A review by dwcleno
Black Lamb and Grey Falcon: A Journey Through Yugoslavia by Rebecca West

4.0

I have picked this up in used bookstores over a period of years, thumbed through it, then put it down, quite sure I did not have the time to give it.
Recently, I found it again (maybe the same copy picked up over and over again, since it was in the same used bookstore in the French Quarter I have been roaming since I was a teenager) and bought it this time. Hey why not; it's freakin' hot here right now...
It sits next to 3 or 4 others currently open, and it also comes on travel with me.. As a half/Pole (2 generations removed- I think; that's how removed we are), the story of Yugoslavia is fascinating and sorrowful to me.
In the book, West travels to Yugoslavia for a second time in the late 1930s, this time with her husband.

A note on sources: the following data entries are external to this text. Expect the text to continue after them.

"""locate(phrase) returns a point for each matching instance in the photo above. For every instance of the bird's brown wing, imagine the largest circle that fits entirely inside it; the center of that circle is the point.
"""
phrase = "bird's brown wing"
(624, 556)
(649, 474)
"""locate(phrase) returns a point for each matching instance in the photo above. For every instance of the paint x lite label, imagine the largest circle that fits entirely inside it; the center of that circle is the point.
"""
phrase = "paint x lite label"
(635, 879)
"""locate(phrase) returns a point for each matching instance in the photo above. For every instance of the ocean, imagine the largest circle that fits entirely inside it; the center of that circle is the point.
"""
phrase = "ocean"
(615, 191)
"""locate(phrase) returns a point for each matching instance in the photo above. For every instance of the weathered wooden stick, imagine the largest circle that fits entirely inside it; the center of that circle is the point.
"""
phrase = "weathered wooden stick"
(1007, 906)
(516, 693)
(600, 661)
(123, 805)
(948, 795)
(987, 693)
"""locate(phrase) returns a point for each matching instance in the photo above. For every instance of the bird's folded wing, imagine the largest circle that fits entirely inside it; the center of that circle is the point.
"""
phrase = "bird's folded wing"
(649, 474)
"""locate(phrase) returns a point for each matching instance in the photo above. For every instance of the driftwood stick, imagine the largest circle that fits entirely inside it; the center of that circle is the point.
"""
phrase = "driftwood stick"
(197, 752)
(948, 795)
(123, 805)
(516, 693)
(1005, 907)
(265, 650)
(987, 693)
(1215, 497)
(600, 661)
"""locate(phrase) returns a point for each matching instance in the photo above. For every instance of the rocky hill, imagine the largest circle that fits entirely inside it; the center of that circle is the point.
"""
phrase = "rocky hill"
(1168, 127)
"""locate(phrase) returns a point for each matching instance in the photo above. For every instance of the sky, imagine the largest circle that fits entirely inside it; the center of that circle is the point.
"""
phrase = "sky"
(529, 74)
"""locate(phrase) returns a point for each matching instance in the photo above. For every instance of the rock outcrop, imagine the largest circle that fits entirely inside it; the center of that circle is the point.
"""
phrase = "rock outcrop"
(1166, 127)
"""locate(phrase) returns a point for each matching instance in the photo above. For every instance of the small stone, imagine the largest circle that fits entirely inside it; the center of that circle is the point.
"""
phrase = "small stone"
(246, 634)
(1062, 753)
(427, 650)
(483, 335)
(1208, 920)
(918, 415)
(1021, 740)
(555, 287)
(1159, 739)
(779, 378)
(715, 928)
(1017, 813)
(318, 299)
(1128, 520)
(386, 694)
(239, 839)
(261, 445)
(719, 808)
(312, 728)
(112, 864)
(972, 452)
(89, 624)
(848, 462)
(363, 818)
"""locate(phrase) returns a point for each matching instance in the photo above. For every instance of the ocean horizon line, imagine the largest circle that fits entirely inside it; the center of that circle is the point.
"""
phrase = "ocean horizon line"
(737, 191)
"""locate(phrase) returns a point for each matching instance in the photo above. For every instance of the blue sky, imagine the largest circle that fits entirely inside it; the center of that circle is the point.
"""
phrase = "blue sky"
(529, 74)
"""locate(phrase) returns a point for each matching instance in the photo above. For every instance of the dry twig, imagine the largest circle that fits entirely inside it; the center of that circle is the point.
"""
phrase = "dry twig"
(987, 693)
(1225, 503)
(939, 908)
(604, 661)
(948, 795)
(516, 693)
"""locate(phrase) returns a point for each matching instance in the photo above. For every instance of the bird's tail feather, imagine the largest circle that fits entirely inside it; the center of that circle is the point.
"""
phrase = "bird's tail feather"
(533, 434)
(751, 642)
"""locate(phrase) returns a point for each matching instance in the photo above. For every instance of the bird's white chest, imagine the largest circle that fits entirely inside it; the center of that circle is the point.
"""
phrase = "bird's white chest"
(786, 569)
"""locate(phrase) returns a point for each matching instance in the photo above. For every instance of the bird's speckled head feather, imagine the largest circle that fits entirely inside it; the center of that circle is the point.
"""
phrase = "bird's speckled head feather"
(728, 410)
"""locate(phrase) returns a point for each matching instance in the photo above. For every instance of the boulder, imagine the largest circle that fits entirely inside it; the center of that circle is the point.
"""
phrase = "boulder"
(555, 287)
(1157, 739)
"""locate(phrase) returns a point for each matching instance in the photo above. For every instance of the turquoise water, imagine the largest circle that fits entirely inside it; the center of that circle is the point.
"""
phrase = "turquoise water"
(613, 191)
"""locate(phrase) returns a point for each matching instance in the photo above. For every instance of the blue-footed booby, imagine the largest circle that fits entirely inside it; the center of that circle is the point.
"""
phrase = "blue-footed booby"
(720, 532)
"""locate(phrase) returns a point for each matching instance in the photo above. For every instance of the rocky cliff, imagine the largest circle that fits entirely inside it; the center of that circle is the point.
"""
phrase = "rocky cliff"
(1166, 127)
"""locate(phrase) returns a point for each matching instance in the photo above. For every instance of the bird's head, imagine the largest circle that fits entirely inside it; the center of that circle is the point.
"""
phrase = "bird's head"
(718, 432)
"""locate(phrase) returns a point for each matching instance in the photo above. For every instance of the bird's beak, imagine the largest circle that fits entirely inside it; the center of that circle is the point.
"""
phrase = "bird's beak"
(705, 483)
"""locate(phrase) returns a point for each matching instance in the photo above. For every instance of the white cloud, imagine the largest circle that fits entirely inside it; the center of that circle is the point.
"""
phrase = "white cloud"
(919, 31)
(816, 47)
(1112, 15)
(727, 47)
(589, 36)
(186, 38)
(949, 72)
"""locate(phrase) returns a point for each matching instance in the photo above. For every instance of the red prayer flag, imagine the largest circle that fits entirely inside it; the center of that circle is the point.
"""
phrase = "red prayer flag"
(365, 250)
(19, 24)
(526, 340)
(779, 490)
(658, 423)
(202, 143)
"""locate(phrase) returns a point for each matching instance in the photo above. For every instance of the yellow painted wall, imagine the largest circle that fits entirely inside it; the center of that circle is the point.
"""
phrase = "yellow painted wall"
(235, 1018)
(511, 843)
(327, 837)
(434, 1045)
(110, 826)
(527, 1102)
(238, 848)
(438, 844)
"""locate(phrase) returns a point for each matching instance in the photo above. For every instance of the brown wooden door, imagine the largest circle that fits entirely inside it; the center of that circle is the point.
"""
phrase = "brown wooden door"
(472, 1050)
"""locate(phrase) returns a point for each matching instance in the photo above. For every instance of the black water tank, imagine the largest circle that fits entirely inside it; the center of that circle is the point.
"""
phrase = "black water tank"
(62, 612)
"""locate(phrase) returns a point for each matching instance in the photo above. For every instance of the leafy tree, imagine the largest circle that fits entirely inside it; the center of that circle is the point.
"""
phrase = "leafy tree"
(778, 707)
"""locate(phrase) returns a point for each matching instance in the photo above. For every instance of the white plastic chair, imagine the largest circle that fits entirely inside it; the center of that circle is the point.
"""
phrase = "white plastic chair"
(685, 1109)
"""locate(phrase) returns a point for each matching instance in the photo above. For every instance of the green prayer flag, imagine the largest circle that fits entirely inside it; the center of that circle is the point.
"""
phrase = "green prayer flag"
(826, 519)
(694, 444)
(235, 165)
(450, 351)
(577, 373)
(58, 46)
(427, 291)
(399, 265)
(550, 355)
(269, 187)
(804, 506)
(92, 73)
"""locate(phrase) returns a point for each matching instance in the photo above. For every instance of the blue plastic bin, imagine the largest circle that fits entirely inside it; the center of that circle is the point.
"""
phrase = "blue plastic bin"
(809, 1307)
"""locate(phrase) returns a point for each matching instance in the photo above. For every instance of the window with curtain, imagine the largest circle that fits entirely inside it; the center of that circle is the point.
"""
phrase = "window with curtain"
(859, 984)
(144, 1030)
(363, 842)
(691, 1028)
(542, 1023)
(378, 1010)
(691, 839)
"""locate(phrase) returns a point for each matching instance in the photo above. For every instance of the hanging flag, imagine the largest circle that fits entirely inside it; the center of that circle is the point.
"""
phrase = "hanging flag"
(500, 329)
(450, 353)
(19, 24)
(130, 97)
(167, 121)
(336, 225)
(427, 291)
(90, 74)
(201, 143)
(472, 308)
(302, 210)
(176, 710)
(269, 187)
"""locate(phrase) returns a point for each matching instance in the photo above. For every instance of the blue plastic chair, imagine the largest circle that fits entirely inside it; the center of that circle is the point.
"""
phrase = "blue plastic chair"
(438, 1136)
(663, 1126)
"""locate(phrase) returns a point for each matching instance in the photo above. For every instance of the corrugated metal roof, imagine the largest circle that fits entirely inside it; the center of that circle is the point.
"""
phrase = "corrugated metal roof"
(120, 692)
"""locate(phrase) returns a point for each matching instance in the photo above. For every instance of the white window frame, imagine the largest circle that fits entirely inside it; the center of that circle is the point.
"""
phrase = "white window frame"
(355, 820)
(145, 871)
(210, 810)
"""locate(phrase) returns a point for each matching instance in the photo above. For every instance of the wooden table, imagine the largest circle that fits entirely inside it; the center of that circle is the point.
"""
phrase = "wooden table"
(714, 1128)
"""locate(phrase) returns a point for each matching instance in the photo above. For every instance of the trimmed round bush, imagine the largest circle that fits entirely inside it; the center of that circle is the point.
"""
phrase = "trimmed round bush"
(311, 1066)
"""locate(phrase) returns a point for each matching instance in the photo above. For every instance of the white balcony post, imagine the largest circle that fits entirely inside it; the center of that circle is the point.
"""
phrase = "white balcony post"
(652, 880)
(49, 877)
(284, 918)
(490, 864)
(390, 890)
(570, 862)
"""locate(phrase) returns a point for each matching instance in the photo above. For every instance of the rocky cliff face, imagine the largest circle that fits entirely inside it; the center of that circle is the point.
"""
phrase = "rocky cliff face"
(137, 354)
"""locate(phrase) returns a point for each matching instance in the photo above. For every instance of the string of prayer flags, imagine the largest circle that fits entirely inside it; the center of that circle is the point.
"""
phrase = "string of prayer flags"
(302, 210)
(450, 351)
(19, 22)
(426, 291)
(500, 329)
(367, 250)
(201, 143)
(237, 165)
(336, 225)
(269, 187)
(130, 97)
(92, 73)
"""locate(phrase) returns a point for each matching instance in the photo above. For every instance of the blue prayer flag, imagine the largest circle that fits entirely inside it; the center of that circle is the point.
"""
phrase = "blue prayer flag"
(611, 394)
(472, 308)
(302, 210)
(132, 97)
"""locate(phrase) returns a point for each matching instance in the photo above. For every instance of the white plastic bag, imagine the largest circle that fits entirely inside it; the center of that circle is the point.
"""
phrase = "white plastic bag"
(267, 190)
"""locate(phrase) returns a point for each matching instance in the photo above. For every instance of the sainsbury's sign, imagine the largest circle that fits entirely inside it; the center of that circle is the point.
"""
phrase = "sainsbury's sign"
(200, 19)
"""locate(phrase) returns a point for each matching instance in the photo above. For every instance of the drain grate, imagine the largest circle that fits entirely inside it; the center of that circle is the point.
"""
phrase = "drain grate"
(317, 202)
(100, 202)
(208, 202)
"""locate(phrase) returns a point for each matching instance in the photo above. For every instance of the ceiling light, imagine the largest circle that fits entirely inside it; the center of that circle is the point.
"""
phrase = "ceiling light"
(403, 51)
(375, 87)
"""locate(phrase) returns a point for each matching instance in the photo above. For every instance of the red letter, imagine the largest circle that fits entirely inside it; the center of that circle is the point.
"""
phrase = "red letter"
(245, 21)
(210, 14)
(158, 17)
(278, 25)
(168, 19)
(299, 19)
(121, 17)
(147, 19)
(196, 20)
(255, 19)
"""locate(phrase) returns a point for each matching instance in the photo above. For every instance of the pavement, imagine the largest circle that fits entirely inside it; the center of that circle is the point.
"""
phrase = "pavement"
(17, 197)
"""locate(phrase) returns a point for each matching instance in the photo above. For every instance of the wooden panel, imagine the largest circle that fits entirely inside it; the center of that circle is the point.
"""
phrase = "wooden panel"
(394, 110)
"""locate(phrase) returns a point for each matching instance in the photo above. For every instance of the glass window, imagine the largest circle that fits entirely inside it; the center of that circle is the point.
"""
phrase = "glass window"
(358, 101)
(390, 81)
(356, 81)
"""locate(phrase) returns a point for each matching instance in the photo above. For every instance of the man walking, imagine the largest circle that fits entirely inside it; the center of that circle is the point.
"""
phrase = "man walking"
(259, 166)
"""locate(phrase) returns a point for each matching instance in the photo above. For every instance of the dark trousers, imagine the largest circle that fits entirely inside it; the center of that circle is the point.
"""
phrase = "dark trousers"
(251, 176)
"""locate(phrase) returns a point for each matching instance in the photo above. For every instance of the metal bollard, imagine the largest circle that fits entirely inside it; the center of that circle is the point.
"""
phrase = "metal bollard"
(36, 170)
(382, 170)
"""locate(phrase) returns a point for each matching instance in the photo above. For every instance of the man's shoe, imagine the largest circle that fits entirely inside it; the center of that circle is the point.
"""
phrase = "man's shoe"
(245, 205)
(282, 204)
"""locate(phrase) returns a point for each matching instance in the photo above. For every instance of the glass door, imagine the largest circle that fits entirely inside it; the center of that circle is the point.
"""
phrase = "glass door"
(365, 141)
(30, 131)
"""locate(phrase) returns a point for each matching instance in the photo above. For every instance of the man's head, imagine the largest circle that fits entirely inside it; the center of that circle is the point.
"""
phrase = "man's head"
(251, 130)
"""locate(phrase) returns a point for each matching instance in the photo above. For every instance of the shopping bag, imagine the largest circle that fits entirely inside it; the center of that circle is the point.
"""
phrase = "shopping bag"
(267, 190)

For any reader, how she explains practical, maddening basic life in its humor and beauty and sadness in the stories and history is for anyone and everyone.
West takes us on a sweeping panoramic view of the physical and cultural majesty of the Kingdom, and along the way offers herself as a friendly aisle companion. She introduces us openly to her friends and her thoughts and opinions. I am gratified that it was written by a female writer who I can now added to the list of those teachers of practical observation and tone- Didion, Blixsen, Solnit, Di Prima, more too, but that gives you an idea where I think she belongs.

I am not even halfway done with the book, and I expect it might take me calendar years to add it to the finished pull-down menu of above, but I do not mind. I appreciate the sprawl and detail of this magnificent work, and like a beautiful mountain that I decided to climb, there is no value in haste.